In this Bubble tutorial video, I'm going to demonstrate the new Bubble table elements and how you can add alternating row colours to your table.
But before I dive in, did you know that we've got even more videos? And on our website, planetnocode.com, you'll find member exclusive. You cannot find them on YouTube.
Using Conditional Statements for Alternating Row Colors in Bubble Tables
Let's look at how we add coordinating rows into our table. So I've mocked up using the new table element, a quick table here. It's a list of contacts. You might recognize some of the names. And all I need to do is go into the designer and then click on the repeating row. Right now, Bubble doesn't actually allow you to access the row index in the row selector itself.
So what you have to do is go into the cell and in the cell you can access the rows index. So I could say current rows index, modulo. This is a way of dividing by two and checking for a remainder, which is basically a way of checking if the row is odd or even, an odd or even number. And so I can say is zero Zero. So two divided by the current sales row does that equal zero? So two divided by... Yeah, you get it. Leaving a remainder or no remainder, basically that's what that's checking for.
And so then I can change the background style, and then I can change the background color. Now I'm going to change it to some really subtle gray. And I'm going to test that just so I can see if it's clear. And then I'm going to okay, it's a bit more of a pinkish grey, but that's fine. It illustrates it for this demonstration.

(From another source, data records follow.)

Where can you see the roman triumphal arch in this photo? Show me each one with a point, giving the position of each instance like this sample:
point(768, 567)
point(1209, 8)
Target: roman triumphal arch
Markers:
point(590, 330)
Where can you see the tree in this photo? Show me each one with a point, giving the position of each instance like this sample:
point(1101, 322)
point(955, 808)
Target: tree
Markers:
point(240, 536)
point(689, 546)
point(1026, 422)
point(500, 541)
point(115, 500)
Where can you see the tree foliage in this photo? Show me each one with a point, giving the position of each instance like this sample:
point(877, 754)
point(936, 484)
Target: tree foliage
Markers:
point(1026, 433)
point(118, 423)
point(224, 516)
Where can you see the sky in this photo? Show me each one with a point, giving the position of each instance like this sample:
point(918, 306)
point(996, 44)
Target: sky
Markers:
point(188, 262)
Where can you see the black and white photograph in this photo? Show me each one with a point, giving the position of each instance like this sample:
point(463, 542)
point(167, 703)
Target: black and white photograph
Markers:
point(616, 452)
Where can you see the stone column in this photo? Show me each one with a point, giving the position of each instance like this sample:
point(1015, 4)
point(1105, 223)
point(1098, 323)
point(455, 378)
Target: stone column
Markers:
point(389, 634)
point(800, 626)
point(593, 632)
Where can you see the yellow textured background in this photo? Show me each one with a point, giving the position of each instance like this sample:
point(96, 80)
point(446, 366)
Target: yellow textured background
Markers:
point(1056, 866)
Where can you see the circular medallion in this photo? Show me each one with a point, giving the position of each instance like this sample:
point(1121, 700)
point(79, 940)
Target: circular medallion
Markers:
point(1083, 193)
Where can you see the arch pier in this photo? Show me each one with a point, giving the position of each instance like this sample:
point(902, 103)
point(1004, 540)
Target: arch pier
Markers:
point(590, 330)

So then what I need to do is copy the condition here and paste it into every cell in the row. Let's paste to preview that. And so there you go. That's how to add in alternating rows.
The table element by Bubble has just been released. And I really hope that one of the features they add is the ability to tap into this row's index or current row's index in a conditional statement here. You can't do that, but I've shown you the workaround adding a conditional statement to every cell.